Numerous agencies—including the departments of Agriculture, Health and Human Services, Homeland Security, State and Treasury, as well as the General Services Administration—successfully met the initial requirement for identifying and deploying three cloud services. Among the other organizations reaping benefits from the use of cloud services are the following:
- In 2011, the National Oceanic and Atmospheric Administration (NOAA) consolidated 19 different e-mail systems to Google Apps, a public cloud service. The new service provides a global directory and collaboration tools such as instant messaging, video chat and document sharing. NOAA reports saving $11.5 million in one-time replacement costs and $500,000 per year in operations costs.
- In 2013, the Environmental Protection Agency (EPA) migrated to Microsoft Office 365, the cloud version of Microsoft’s productivity suite. In addition to fostering collaboration, the shift to the cloud is expected to save the agency $12 million over four years.
- In September 2013, the first Secretary of the Navy (SECNAV) portal hosted in a commercial cloud environment was launched. Amazon Web Services (AWS) hosts the site, which is part of the SECNAV Public Portal Initiative to establish a unified Web presence.

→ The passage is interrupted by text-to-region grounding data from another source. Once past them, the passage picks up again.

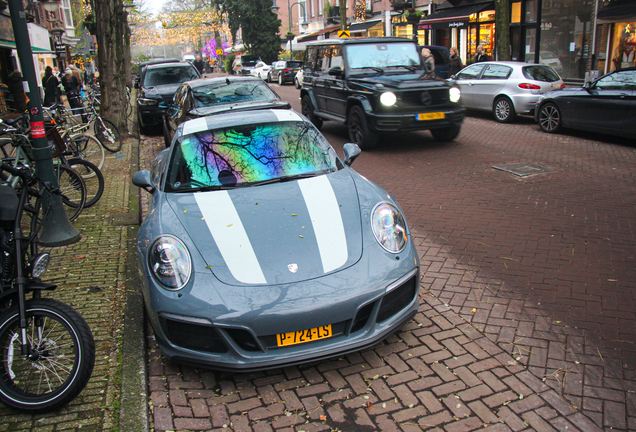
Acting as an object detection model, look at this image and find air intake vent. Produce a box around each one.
[162,318,228,353]
[377,275,417,323]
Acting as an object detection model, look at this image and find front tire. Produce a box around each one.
[348,105,378,150]
[162,117,172,148]
[0,298,95,413]
[278,74,284,85]
[94,118,123,153]
[301,95,323,130]
[430,125,461,141]
[295,77,301,89]
[493,97,516,123]
[537,102,562,133]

“Many instances of the use of cloud services can be found throughout the federal government,” says Maria Roat, director of FedRAMP at the GSA. “However, the transition requires a culture shift in both operations and in the consumption model.”

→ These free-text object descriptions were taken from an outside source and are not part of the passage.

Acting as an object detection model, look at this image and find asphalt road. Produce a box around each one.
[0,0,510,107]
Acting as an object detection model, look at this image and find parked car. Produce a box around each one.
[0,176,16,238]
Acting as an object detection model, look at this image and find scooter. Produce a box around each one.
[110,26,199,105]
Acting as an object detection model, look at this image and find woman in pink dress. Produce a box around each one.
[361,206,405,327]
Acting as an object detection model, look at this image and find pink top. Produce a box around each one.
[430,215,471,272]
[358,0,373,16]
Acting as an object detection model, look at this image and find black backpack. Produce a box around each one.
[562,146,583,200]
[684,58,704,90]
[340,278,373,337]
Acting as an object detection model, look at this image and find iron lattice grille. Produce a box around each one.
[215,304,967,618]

FedRAMP defines and implements the process for transitioning to the cloud. “FedRAMP creates a standardized approach to security assessment, authorization and continuous monitoring for cloud products and services,” Roat explains
Two types of FedRAMP approval are available. One is through the Joint Authorization Board (JAB), which is the primary governance and decision-making body for the FedRAMP program. JAB provides Provisional Authorization to Operate (P-ATO) for cloud solutions, and approves accreditation criteria for third-party assessment organizations (3PAOs). JAB approvals can be used throughout the federal government. Companies can also seek agency-sponsored FedRAMP approvals, which are only valid for that agency.
The role of the 3PAOs is to verify that the cloud service meets the management controls and security standards required by federal agencies. Those organizations must themselves be approved by the federal government to conduct assessments. JAB or agency representatives review the cloud service provider’s authorization package after verification by the 3PAO, and then make a decision about whether the cloud system meets federal government requirements. Whether the vendor has worked through JAB or the agency, the authorizing official in the agency makes the final decision about granting the cloud provider authority to operate (ATO).

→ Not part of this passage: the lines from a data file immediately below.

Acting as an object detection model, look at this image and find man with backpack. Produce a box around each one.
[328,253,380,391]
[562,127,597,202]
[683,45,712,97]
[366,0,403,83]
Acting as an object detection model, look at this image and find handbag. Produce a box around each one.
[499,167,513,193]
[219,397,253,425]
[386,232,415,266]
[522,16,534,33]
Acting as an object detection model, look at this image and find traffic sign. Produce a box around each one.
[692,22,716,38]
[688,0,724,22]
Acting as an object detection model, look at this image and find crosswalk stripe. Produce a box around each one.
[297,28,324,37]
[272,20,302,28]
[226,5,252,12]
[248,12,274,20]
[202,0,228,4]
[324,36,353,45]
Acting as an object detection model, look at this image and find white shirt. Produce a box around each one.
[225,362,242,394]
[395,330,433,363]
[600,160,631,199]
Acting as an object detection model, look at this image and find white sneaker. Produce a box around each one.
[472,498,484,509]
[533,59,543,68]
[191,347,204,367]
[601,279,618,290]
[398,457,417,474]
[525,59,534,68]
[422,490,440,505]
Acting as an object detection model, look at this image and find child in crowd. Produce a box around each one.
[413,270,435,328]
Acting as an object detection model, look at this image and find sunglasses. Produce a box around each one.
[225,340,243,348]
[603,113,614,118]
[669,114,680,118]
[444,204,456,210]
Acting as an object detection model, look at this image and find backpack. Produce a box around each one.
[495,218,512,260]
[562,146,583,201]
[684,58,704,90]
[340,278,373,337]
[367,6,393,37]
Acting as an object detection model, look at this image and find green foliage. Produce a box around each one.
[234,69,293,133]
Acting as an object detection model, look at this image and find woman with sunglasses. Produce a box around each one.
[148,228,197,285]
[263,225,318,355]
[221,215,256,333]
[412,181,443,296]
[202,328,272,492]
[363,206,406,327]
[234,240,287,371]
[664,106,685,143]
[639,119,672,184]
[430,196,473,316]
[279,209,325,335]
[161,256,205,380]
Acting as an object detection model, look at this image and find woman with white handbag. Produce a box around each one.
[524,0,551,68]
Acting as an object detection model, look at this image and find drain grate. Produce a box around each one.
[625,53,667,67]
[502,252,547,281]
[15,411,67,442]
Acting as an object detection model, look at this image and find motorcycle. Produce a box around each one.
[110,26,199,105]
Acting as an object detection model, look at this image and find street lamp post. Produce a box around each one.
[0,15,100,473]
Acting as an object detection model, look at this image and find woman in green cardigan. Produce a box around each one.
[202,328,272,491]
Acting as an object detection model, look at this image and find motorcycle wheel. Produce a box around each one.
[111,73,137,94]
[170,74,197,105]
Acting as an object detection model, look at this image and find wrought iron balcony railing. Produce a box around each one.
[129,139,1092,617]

A visit to the FedRAMP site shows that a total of 14 cloud service providers have obtained JAB P-ATOs, including Akamai, CGI Federal and Hewlett-Packard. Eight are offering infrastructure as a service (IaaS) products, two are offering software as a service (SaaS) and two are offering platform as a service (PaaS) cloud projects. Five have received agency FedRAMP authorizations, including Amazon Web Services and Salesforce.com; three have IaaS offerings; one has a SaaS offering; and one offers both SaaS and PaaS services. Another 15 vendors are seeking JAB approval, and more than a dozen are seeking agency approval.
Obstacles to transition
In the Government Business Council/Accenture report, the largest single concern expressed by respondents related to security. As compliance with FedRAMP continues to take root, that unease may diminish, but it remains a concern in the government sector as it does in the private sector.
Another challenge is staffing. Only a third of the executives felt certain that their agency had the staff necessary to execute a transition to the cloud. Half were not sure if the length of the procurement process was having an impact on cloud adoption, but the majority of those who did know felt that it was having an adverse effect.